The coffee is disgusting, i watched the young girl whack together a latte for me, the thing that really hit me was the state of the portafilters.... Dont think they are washed all day... And the milk jugs were disgusting, hard crispy yellow milk on the outside... The final drink was a 15 litre latte that barely tasted off coffee... All off thousands of pounds worth of equipment...

then theres me with £500 worth of machine and grinder, a £7.50 bag of coffee, £5 set of scales, £35 tamper, and a whole forum of coffee friends behind me and my coffee knocks the socks off of them...

Stick at it OP, you will get it nailed soon enough.  its well worth it... I joined here last year as a tassimo owner.


----------



## ironcross13 (Mar 27, 2014)

tictok said:


> Hiya
> 
> 1.How fine are you grinding?
> 
> ...


1.Quite fine

2.Ive not been counting i will start again

3.very consistent I would say

4.i was useing some i had in the freezer for a few months ( how long can you freeze for?)

5.dont no how to check temp or pressure


----------



## ironcross13 (Mar 27, 2014)

Thanks for the replies guys

I think ive got lazy useing frozen beans and not timing my shots

Ive just received my new fresh beans today









Mocha java

Wahroonga (going to try first)

Indian monsooned malabar

So try to get 40g in 25-30 sec then adjust the grind to get less in the same time and see how i like the taste

What is temp surfing?


----------



## Dylan (Dec 5, 2011)

The Classic cycles through a range of temps as it turns on and off its boiler.

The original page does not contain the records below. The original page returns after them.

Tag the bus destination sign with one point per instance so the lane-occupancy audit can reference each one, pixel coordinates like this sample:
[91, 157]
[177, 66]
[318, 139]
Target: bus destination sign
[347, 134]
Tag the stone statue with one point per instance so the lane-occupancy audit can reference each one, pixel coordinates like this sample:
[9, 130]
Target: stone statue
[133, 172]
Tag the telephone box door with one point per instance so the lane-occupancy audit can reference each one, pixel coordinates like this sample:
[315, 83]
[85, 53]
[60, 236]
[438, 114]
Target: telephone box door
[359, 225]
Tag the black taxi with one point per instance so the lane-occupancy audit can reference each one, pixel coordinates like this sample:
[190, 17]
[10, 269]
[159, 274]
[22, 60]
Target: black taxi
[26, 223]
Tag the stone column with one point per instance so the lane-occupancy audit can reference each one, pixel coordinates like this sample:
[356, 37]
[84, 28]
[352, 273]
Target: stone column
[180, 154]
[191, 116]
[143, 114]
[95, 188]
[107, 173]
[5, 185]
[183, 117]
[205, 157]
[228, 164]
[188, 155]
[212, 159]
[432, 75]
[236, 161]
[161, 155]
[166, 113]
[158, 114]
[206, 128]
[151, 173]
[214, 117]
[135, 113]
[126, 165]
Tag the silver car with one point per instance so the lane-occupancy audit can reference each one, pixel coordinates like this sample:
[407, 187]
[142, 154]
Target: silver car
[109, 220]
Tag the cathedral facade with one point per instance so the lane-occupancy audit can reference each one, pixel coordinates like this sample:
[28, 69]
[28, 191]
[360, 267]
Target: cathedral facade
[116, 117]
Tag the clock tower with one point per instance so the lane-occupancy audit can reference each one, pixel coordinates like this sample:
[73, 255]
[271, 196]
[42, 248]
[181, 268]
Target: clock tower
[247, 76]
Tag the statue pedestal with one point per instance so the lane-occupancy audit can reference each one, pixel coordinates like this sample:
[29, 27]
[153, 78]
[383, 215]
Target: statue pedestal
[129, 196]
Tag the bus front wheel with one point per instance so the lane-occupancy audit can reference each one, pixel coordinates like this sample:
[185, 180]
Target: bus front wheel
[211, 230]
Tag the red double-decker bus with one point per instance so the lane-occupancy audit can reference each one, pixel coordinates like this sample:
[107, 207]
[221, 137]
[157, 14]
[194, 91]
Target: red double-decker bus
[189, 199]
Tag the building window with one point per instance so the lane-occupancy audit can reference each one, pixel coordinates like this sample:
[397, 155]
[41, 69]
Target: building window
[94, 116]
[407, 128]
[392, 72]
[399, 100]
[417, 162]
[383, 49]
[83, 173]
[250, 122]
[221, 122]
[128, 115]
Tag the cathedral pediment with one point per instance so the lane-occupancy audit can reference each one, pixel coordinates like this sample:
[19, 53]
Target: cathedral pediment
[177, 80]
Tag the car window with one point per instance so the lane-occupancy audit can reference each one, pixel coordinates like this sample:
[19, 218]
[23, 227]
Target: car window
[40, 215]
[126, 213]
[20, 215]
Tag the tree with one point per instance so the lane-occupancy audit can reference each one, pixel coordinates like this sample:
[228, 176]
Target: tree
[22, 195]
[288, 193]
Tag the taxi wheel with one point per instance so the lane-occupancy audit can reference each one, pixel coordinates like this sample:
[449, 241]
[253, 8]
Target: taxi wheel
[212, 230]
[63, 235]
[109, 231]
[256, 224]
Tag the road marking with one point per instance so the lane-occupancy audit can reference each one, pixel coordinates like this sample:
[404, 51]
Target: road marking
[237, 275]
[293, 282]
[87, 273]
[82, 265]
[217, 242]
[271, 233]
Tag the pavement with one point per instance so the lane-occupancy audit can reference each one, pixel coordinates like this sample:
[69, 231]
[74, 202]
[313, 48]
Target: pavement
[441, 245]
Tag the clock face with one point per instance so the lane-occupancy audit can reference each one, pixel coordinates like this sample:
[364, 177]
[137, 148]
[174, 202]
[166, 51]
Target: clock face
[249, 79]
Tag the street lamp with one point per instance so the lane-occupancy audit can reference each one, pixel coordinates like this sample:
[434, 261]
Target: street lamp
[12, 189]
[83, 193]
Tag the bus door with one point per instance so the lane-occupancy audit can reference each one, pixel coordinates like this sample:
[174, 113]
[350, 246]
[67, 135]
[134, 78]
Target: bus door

Temp surfing is not an exact science but involves flushing the group so the boiler is filled with cold water, then waiting for the boiler hearing light to go out (or ready light to come on, I can't remember which way around it is with the classic) then waiting 'X' seconds then pulling your shot at this point. If you do this the same each time you should have repeatability in your routine.

If you want to know exactly when your machine is at the right temp then buy a k-type thermometer from ebay and measure the temp of the water as it emerges from the shower screen.


----------



## Glenn (Jun 14, 2008)

Having read this thread end to end I'd wager that some basic training will make a world of difference

Where are you based?


----------



## ironcross13 (Mar 27, 2014)

Yeah I'm i could give this a try..

Manchester, is there any good training vids online


----------



## ironcross13 (Mar 27, 2014)

??


----------



## Mrboots2u (May 10, 2013)

ironcross13 said:


> ??


Have you read this thread ..

Point 10 link to a clip that will help you pull a shot and temp surf...

http://coffeeforums.co.uk/showthread.php?3858-So-you%92ve-just-bought-your-Gaggia-Classic

why weigh your coffee?






search using Google and youtube....


----------